MATH 371 -- Numerical Analysis

Numerical Differentiation -- ``the dark side''

October 22, 2001

It's tempting to think that we can get ``super-accurate''

approximate numerical derivatives by taking very small

h , and/or using n -point difference formulas with big n.

From the mathematical point of view, that seems reasonable

for the centered difference formula, for instance, since we know

the error is -`@@`(D,3)(f)(xi)/6*h^2 , which -> 0 rapidly

as h -> 0.

Let's see what happens, though estimating f '(.2) for

f( x ) = sin( x ) using the centered difference formula with

h progressively smaller: h = 10^(-j)

> f:=x->sin(x);

f := sin

> CD := h -> (f(.2+h) - f(.2-h))/(2*h);

CD := proc (h) options operator, arrow; 1/2*(f(.2+h...
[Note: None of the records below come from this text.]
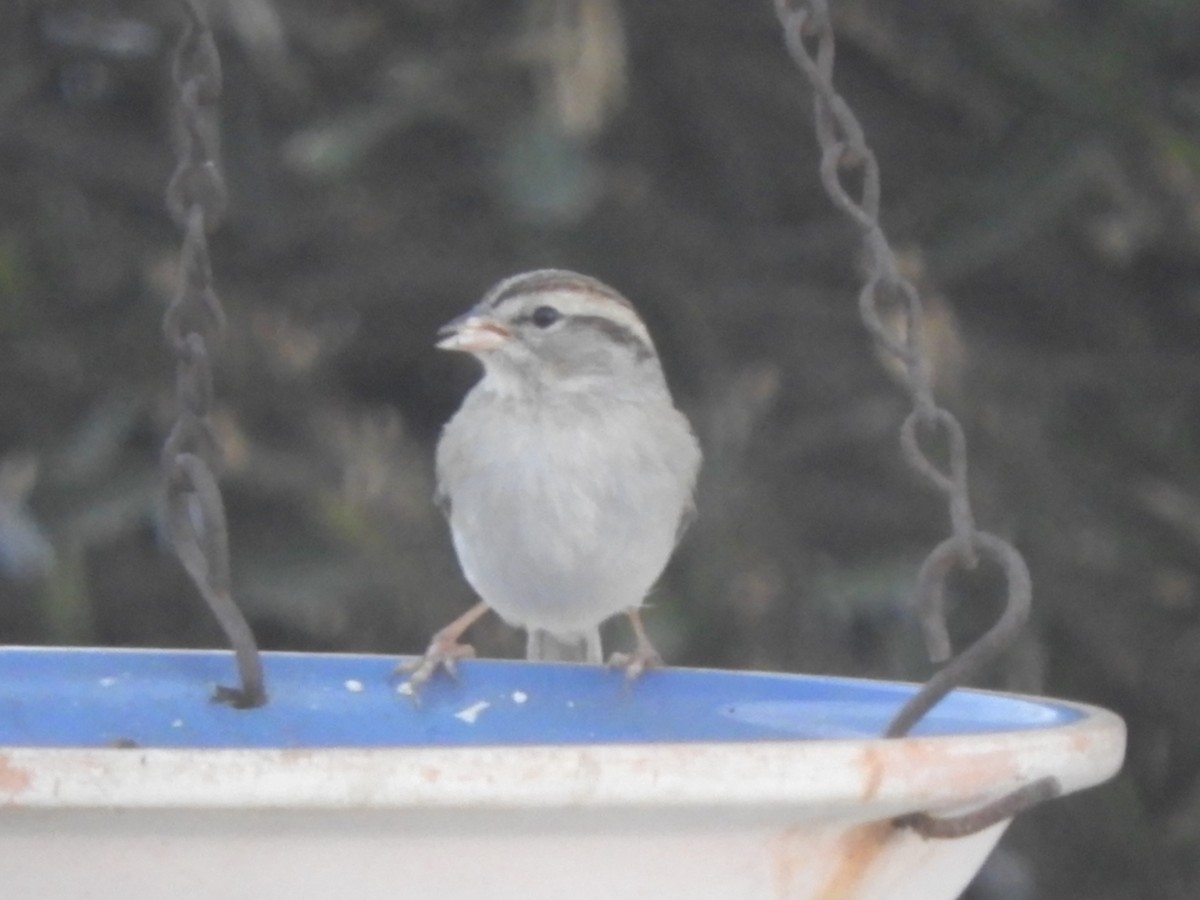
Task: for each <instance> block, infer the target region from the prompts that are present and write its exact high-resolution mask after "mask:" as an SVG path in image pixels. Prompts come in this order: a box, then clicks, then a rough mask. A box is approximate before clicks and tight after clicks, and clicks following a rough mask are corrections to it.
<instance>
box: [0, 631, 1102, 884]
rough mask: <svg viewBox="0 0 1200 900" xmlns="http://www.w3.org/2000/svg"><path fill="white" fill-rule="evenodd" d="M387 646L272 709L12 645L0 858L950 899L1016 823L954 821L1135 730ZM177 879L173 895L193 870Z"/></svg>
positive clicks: (198, 879) (0, 817) (117, 667)
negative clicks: (920, 828)
mask: <svg viewBox="0 0 1200 900" xmlns="http://www.w3.org/2000/svg"><path fill="white" fill-rule="evenodd" d="M394 665H395V660H392V659H386V658H380V656H364V655H317V654H288V653H270V654H265V655H264V666H265V671H266V678H268V688H269V692H270V703H269V704H268V706H265V707H263V708H259V709H252V710H238V709H233V708H229V707H227V706H222V704H217V703H211V702H209V701H208V697H209V695H210V689H211V686H212V685H214V684H215V683H217V682H221V680H226V679H228V677H229V674H230V661H229V656H228V654H227V653H216V652H174V650H109V649H24V648H11V649H4V650H0V871H4V872H5V877H4V881H5V886H6V892H5V893H6V894H7V895H10V896H37V898H43V899H47V900H48V899H52V898H83V896H86V898H96V899H97V900H101V899H107V898H120V899H121V900H132V899H133V898H161V896H169V895H175V894H180V893H184V894H186V895H188V896H221V898H224V899H228V900H233V899H234V898H256V899H260V898H270V896H288V898H326V896H335V895H340V894H342V893H349V894H353V895H354V896H355V898H360V899H361V898H388V899H389V900H395V898H401V896H413V898H420V896H437V898H439V900H450V899H451V898H484V896H521V898H564V896H570V898H572V900H584V899H587V898H596V899H598V900H599V899H600V898H604V899H605V900H612V898H659V899H661V898H688V899H689V900H704V899H706V898H737V899H738V900H750V899H754V898H839V899H845V898H888V899H890V900H895V899H902V898H920V900H937V898H954V896H958V895H959V893H960V892H961V890H962V889H964V887H965V886H966V884H967V882H968V881H970V880H971V877H972V875H973V874H974V871H976V870H977V869H978V868H979V865H980V864H982V863H983V860H984V858H985V857H986V854H988V852H989V850H990V848H991V847H992V846H994V845H995V844H996V841H997V840H998V838H1000V835H1001V833H1002V832H1003V829H1004V824H1007V823H1000V824H996V826H994V827H991V828H988V829H986V830H983V832H980V833H977V834H973V835H971V836H967V838H962V839H956V840H930V839H925V838H922V836H920V835H918V834H916V833H914V832H912V830H910V829H905V828H896V827H895V826H893V823H892V820H893V818H894V817H896V816H901V815H905V814H911V812H918V811H930V812H934V814H955V812H961V811H966V810H970V809H972V808H977V806H979V805H980V804H983V803H986V802H988V800H990V799H994V798H996V797H998V796H1002V794H1006V793H1008V792H1010V791H1013V790H1014V788H1018V787H1021V786H1022V785H1028V784H1031V782H1033V781H1036V780H1038V779H1040V778H1044V776H1048V775H1052V776H1055V778H1057V779H1058V780H1060V782H1061V786H1062V791H1063V792H1064V793H1066V792H1070V791H1076V790H1080V788H1084V787H1088V786H1091V785H1094V784H1098V782H1100V781H1103V780H1105V779H1108V778H1109V776H1111V775H1112V774H1114V773H1115V772H1116V770H1117V768H1118V767H1120V763H1121V758H1122V755H1123V750H1124V725H1123V722H1122V721H1121V720H1120V719H1118V718H1117V716H1116V715H1114V714H1111V713H1108V712H1105V710H1102V709H1096V708H1092V707H1086V706H1080V704H1074V703H1063V702H1058V701H1048V700H1039V698H1031V697H1019V696H1013V695H998V694H986V692H979V691H967V690H958V691H954V692H953V694H952V695H950V696H948V697H947V698H946V700H944V701H943V702H942V703H940V704H938V706H937V707H936V708H935V709H934V710H932V712H931V713H930V714H929V715H928V716H926V718H925V719H923V720H922V721H920V724H919V725H918V726H917V728H916V730H914V732H913V734H912V736H911V737H907V738H902V739H892V740H883V739H878V738H877V737H875V736H877V734H880V733H881V732H882V731H883V730H884V727H886V726H887V724H888V721H889V719H890V718H892V715H893V714H894V713H895V710H896V709H898V708H899V707H900V706H901V704H902V703H904V701H905V700H907V698H908V697H910V696H911V695H912V692H913V691H914V690H916V688H914V686H913V685H907V684H898V683H882V682H868V680H856V679H844V678H816V677H803V676H786V674H763V673H734V672H718V671H697V670H678V668H676V670H666V671H661V672H652V673H650V674H649V676H647V677H646V678H644V679H643V680H641V682H640V683H637V684H635V685H632V686H631V688H626V686H625V685H624V683H623V680H622V677H620V676H619V673H613V672H607V671H605V670H600V668H596V667H588V666H570V665H553V664H541V665H533V664H523V662H490V661H473V662H466V664H463V665H462V666H461V670H460V678H458V680H457V682H452V680H449V679H438V680H437V682H434V683H433V684H431V685H428V686H427V689H426V691H425V695H424V698H422V702H421V704H420V706H416V704H414V703H413V701H412V700H410V698H409V697H406V696H403V695H402V694H400V692H397V682H396V680H395V679H392V678H391V670H392V667H394ZM185 887H186V890H184V888H185Z"/></svg>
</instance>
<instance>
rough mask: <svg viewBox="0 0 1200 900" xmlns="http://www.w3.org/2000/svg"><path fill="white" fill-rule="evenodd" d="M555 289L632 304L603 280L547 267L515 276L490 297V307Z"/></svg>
mask: <svg viewBox="0 0 1200 900" xmlns="http://www.w3.org/2000/svg"><path fill="white" fill-rule="evenodd" d="M556 290H576V292H580V293H581V294H590V295H592V296H598V298H604V299H605V300H611V301H613V302H614V304H620V305H622V306H625V307H628V308H632V305H631V304H630V302H629V301H628V300H626V299H625V298H623V296H622V295H620V294H618V293H617V292H616V290H613V289H612V288H610V287H607V286H606V284H605V283H604V282H599V281H596V280H595V278H589V277H588V276H586V275H576V274H575V272H566V271H562V270H558V269H547V270H545V271H540V272H530V274H529V275H526V276H521V277H517V280H516V281H514V282H512V283H511V284H506V286H505V287H504V288H503V289H502V290H500V292H499V293H498V294H496V296H493V298H492V299H491V307H492V308H493V310H496V308H498V307H499V306H500V305H502V304H505V302H508V301H509V300H512V299H516V298H518V296H521V298H523V296H529V295H530V294H542V293H552V292H556Z"/></svg>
> for j to 9 do lprint(j,CD(10^(-j)),abs(CD(10^(-j))-cos(.2))); end do;

1, .9784339500, .16326278e-2

2, .9800502400, .163378e-4

3, .9800664500, .1278e-6

4, .9800670000, .4222e-6

5, .9800700000, .34222e-5

6, .9801000000, .334222e-4

7, .9800000000, .665778e-4

8, .9800000000, .665778e-4

9, 1.000000000, .199334222e-1

Recall the exact derivative value to 10 decimals is:

> cos(.2);

.9800665778

Our best approximation occurred for j = 3, and then the approximation

started getting worse!? What gives?! This is a case where roundoff error

is spoiling our theoretical error bound. In Maple's default 10-digit floating

point number system, it is reasonable that the computed values of the sin function

have roundoff errors on the order of .5*10^(-9) Then the smaller h is, the

more severe the round-off effects will be:

> TotalErrorBound:=h->.5e-9/(2*h) + h^2/6;

TotalErrorBound := proc (h) options operator, arrow...

> for j to 9 do lprint(TotalErrorBound(10^(-j))) end do;

.1666669167e-2

.1669166667e-4

.4166666667e-6

.2501666667e-5

.2500001667e-4

.2500000002e-3

.2500000000e-2

.2500000000e-1

.2500000000

which is quite consistent with our results above(!)